Thüringen-Wahl: „Auf den ersten Blick unmöglich erscheinende Koalitionen“

Falter sieht auch in Bezug auf die Koalitionsbildung eine „Zäsur“ für Thüringen und Sachsen. Sie besteht darin, „dass wir eine völlig unübersichtliche Lage haben, dass es unglaublich schwer werden wird, Koalitionen zu bilden“. „Wenn Koalitionen zustande kommen, dann sind es auf den ersten Blick unmöglich erscheinende Koalitionen“, sagt Falter.

Die möglichen Gruppierungen – etwa CDU, SPD und BSW in Thüringen – seien ideologisch so weit voneinander entfernt, dass das tatsächliche Regieren „vermutlich noch holpriger als bei der Ampel“ sein wird.

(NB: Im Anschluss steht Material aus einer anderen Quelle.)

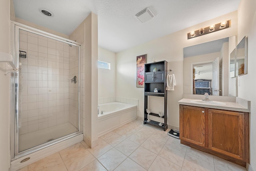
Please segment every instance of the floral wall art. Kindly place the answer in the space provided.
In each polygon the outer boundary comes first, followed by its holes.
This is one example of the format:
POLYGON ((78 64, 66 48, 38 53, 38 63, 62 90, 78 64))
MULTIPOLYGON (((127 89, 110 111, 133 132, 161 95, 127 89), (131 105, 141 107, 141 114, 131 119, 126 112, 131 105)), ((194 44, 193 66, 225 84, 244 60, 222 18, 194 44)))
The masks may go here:
POLYGON ((146 56, 145 54, 137 57, 136 87, 144 87, 144 64, 146 62, 146 56))

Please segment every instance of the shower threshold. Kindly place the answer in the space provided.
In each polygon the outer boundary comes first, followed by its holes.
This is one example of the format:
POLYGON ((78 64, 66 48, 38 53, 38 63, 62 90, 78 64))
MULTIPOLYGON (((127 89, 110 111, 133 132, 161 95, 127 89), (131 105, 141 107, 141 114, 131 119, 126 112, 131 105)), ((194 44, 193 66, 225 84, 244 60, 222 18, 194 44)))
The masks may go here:
POLYGON ((78 131, 69 122, 19 136, 19 151, 27 150, 78 131))

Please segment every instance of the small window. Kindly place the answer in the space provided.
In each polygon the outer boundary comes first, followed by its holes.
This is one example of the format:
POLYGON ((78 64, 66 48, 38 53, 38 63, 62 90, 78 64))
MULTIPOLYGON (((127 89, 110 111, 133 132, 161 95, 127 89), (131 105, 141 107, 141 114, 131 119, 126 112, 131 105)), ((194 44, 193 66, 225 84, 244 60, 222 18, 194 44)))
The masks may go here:
POLYGON ((110 63, 102 61, 98 61, 98 68, 106 69, 110 70, 110 63))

Das gilt insbesondere für Thüringen, wo es eine „fast undurchschaubare, fast nicht zu prognostizierende Lage“ gebe, „weil keine klaren Mehrheiten vorhanden sind“. „Da müsste die CDU, die nach der AfD die stärkste Partei ist und daraus Anspruch ableitet, den Ministerpräsidenten zu stellen, eine Koalition mit BSW und SPD eingehen, Partnern, deren Vorstellungen nur schwer mit dem Programm der CDU vereinbar sind“, erklärt der Experte von der Universität Mainz.

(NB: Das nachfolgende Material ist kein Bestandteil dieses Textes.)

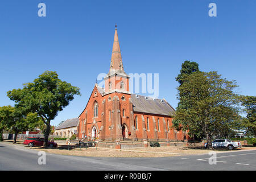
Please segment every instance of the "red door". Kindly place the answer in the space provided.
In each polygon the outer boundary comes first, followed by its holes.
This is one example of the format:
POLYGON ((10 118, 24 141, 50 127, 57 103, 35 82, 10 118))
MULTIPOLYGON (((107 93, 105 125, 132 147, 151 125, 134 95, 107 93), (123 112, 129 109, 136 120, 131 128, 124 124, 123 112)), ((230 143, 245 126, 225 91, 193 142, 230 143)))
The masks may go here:
POLYGON ((122 133, 123 134, 123 138, 126 138, 126 135, 125 135, 125 126, 123 126, 123 127, 122 127, 122 133))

Thüringen-Wahl: „Ungewissheit in diesem Bündnis“

Professor Brodocz von der Universität Erfurt sieht eine weitere Stolperfalle für den Thüringer Landtag mit der weiter erstarkten AfD: die Disziplin in einer mutmaßlich nur mit einer sehr knappen Mehrheit ausgestatteten CDU-BSW-SPD-Koalition. „CDU, BSW und SPD würden sicherlich eine Koalition mit einer sehr, sehr knappen Mehrheit sein“, sagt er. Die BSW-Fraktion habe „vorher noch gar nicht in dieser Form zusammengearbeitet“, und auch die CDU-Fraktion in Thüringen nicht immer durch Geschlossenheit geglänzt. „Ganz zu schweigen, wenn es zu Austritten kommt“, fügt Brodocz hinzu. Zwei Mitglieder sind beispielsweise im Gothaer Stadtrat bereits nach wenigen Wochen aus Unzufriedenheit über die Landespartei aus dem BSW ausgetreten.

Es sei zwar möglich, dass eine knappe Mehrheit disziplinierend wirkt, aber es gebe „Ungewissheit in diesem Bündnis“. „Selbst wenn wir eine Mehrheitsregierung bekommen, wird das Regieren mit der AfD im Landtag für diese neue Koalition im Grunde schwieriger als für die alte Minderheitsregierung“, meint Brodocz mit Blick auf eine Sperrminorität der AfD.

Das Thüringer BSW hat bereits im Vorfeld nicht ausgeschlossen, bei einzelnen „vernünftigen“ Vorschlägen mit der AfD zu stimmen. Der noch amtierende Ministerpräsident Bodo Ramelow äußerte sich gegenüber IPPEN.MEDIA verärgert über die Situation im Wahlkampf: Er bezeichnete das BSW als „Ich-AG“ und warf der CDU vor, die AfD zu verharmlosen.